ISSN: 2161-119X

Otolaryngology: Open Access
Open Access

Our Group organises 3000+ Global Conferenceseries Events every year across USA, Europe & Asia with support from 1000 more scientific Societies and Publishes 700+ Open Access Journals which contains over 50000 eminent personalities, reputed scientists as editorial board members.

Open Access Journals gaining more Readers and Citations
700 Journals and 15,000,000 Readers Each Journal is getting 25,000+ Readers

This Readership is 10 times more when compared to other Subscription Journals (Source: Google Analytics)
  • Mini Review   
  • Otolaryngol (Sunnyvale) 2024, Vol 14(4): 4

Vocal Alterations Post-Thyroid Surgery: A Prospective Analysis of Objective and Subjective Parameters

Emily Carter*
Department of Otolaryngology-Head and Neck Surgery, University Hospital, USA
*Corresponding Author: Emily Carter, Department of Otolaryngology-Head and Neck Surgery, University Hospital, USA, Email: e.certe90@gmail.com

Received: 01-Jul-2024 / Manuscript No. ocr-24-142548 / Editor assigned: 03-Jul-2024 / PreQC No. ocr-24-142548 / Reviewed: 17-Jul-2024 / QC No. ocr-24-142548 / Revised: 22-Jul-2024 / Manuscript No. ocr-24-142548 / Published Date: 30-Jul-2024 QI No. / ocr-24-142548

Abstract

Thyroid surgery, a common procedure for various thyroid conditions, can potentially lead to vocal alterations postoperatively. This prospective study aimed to comprehensively analyze both objective and subjective parameters of vocal changes following thyroid surgery. A cohort of patients undergoing thyroidectomy or other thyroid surgeries at [Institution] was enrolled.
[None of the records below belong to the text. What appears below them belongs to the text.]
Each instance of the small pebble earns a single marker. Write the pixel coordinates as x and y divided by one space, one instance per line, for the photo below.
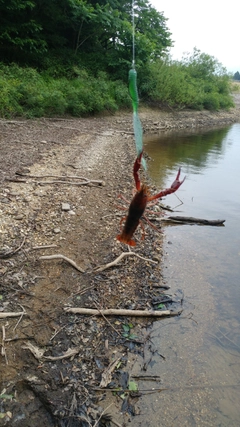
66 207
56 230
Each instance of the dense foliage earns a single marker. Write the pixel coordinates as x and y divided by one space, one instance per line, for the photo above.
198 81
73 56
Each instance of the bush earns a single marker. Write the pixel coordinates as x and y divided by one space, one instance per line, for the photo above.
196 82
24 91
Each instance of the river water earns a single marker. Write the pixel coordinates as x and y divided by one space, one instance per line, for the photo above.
201 369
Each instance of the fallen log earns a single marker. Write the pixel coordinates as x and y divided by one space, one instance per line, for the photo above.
122 312
192 220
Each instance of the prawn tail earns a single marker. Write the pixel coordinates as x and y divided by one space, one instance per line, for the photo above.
123 238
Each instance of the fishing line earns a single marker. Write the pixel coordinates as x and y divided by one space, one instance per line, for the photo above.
132 78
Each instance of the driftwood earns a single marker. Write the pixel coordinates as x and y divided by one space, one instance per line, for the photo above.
122 312
191 220
120 257
4 315
60 256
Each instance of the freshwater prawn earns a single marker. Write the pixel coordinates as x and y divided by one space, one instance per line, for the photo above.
139 203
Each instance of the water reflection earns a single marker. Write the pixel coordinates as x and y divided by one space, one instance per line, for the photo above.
202 355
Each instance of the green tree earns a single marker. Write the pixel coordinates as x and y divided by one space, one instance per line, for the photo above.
236 76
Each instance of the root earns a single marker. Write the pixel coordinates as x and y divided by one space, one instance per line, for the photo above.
120 257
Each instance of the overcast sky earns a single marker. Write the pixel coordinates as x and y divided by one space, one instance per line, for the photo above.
209 25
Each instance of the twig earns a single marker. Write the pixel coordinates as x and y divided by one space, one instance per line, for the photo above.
191 220
104 411
90 181
102 314
120 257
13 252
3 350
12 314
19 320
122 312
107 373
37 248
60 256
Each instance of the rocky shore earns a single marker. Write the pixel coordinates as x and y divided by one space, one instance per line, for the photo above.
59 186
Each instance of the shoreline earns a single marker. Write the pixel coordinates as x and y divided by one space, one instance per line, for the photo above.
32 215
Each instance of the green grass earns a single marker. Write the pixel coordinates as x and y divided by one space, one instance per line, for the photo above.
29 93
71 90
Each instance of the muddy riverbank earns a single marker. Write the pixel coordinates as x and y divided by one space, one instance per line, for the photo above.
59 187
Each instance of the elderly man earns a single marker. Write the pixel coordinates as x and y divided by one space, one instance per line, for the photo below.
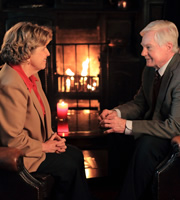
153 116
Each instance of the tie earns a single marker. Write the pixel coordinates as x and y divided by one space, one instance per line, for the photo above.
156 86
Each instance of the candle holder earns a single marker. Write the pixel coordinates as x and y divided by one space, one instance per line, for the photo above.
62 110
62 128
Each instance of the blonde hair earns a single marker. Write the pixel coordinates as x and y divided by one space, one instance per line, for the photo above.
165 31
21 39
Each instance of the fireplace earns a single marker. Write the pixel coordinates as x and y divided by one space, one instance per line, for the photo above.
78 74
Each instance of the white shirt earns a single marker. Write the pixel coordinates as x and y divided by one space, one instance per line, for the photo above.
129 123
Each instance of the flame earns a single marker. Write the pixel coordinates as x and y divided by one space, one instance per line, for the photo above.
68 84
85 66
69 72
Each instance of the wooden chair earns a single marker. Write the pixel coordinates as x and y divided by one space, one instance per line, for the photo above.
166 185
16 183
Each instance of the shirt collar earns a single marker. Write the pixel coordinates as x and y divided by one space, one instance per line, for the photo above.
28 81
163 68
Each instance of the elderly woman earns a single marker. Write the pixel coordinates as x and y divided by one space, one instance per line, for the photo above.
25 113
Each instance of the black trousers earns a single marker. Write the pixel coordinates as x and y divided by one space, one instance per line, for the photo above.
148 152
68 171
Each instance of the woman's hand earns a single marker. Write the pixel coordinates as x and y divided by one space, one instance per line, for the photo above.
55 144
116 125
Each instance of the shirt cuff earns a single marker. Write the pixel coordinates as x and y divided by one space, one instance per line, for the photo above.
128 129
118 112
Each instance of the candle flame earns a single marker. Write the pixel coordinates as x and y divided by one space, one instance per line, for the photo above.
69 72
85 66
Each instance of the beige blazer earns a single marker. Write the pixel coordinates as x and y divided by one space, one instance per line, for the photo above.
22 124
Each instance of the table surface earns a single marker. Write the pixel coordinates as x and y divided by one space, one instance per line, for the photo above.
81 123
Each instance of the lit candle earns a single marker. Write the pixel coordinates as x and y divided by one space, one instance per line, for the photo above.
62 128
124 4
62 109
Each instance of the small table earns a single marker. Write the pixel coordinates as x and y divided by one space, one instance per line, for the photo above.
83 131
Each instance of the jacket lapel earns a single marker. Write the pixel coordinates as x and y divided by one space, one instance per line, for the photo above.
165 83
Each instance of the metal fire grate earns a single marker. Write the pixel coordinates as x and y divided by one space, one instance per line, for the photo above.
77 87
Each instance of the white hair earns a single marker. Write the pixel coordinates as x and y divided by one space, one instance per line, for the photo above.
165 31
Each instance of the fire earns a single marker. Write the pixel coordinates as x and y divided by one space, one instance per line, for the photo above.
82 83
69 72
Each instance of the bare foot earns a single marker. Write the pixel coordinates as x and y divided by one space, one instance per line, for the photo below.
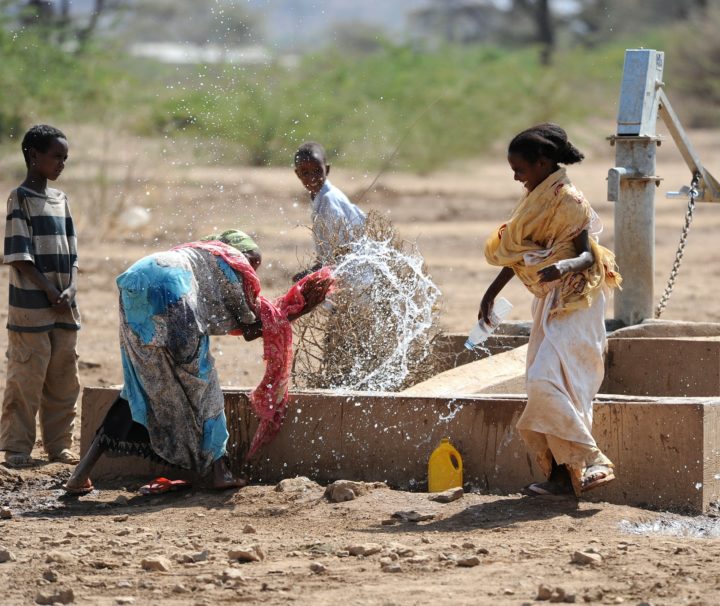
76 487
223 478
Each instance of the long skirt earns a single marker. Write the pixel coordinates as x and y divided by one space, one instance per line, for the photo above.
564 371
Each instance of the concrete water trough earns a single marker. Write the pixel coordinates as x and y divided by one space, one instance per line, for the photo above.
657 418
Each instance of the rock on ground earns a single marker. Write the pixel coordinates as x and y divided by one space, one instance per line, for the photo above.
347 490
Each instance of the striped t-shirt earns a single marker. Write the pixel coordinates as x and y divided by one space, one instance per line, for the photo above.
39 229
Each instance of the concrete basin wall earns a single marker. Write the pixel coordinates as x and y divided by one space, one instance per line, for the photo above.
667 451
676 366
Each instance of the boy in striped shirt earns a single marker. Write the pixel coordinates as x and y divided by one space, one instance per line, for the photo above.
43 319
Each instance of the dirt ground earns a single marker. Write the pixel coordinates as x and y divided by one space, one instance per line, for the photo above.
509 545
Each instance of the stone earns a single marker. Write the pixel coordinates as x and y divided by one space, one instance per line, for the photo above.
50 575
584 558
347 490
249 553
231 574
413 516
298 484
447 496
364 549
544 593
60 557
156 563
191 558
61 595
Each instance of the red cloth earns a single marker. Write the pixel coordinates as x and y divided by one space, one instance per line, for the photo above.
269 399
Objective parameters included acoustic analysis of voice recordings, while subjective assessments involved patient-reported voice quality and related symptoms. Data were collected preoperatively and at multiple postoperative intervals to track vocal changes over time. Statistical analysis was performed to correlate surgical variables with vocal outcomes. Results highlighted significant postoperative vocal alterations, including changes in fundamental frequency, voice quality, and perceived vocal strain. Factors such as extent of thyroidectomy and surgical approach were found to influence these outcomes. Patient-reported outcomes revealed varying degrees of vocal impairment, emphasizing the subjective impact of vocal changes on quality of life. This study underscores the importance of preoperative counseling and postoperative monitoring of vocal function in patients undergoing thyroid surgery. Effective management strategies, including voice therapy and surgical technique optimization, may mitigate postoperative vocal complications and improve patient outcomes.

Keywords

Thyroid surgery; Vocal alterations; Postoperative voice changes; Acoustic analysis; Fundamental frequency; Jitter and shimmer

Introduction

Thyroid surgery, encompassing procedures such as thyroidectomy and lobectomy, is routinely performed to manage a spectrum of thyroid disorders, including benign and malignant conditions. Despite its clinical benefits, thyroid surgery carries inherent risks, one of which includes potential alterations in vocal function postoperatively. The vocal folds, situated in close proximity to the thyroid gland, can be inadvertently affected during surgical manipulation, leading to changes in voice quality and function [1]. The prevalence and severity of vocal alterations following thyroid surgery have been documented in the literature, with studies reporting varying incidence rates depending on surgical technique, extent of resection, and patient-specific factors. Objective assessments utilizing acoustic analysis and perceptual evaluations provide insights into the physiological and perceptual aspects of vocal changes post-surgery. These changes can manifest as alterations in fundamental frequency, voice intensity, and vocal quality, impacting patient communication and quality of life [2]. Given the multifactorial nature of post-thyroidectomy vocal complications, comprehensive evaluation incorporating both objective and subjective parameters is essential for accurate assessment and management. This prospective study aims to address this gap by systematically analyzing vocal changes in patients undergoing thyroid surgery, utilizing a combination of acoustic measurements and patient-reported outcomes to provide a nuanced understanding of postoperative vocal function [3].

Methods

Study design and participants: A prospective cohort study was conducted at [Institution], involving patients scheduled for elective thyroid surgery between [date range]. Eligible participants included adults aged [range] years, undergoing thyroidectomy or lobectomy for benign or malignant thyroid conditions. Exclusion criteria comprised pre-existing vocal pathologies, previous neck surgeries, and concurrent procedures affecting vocal function.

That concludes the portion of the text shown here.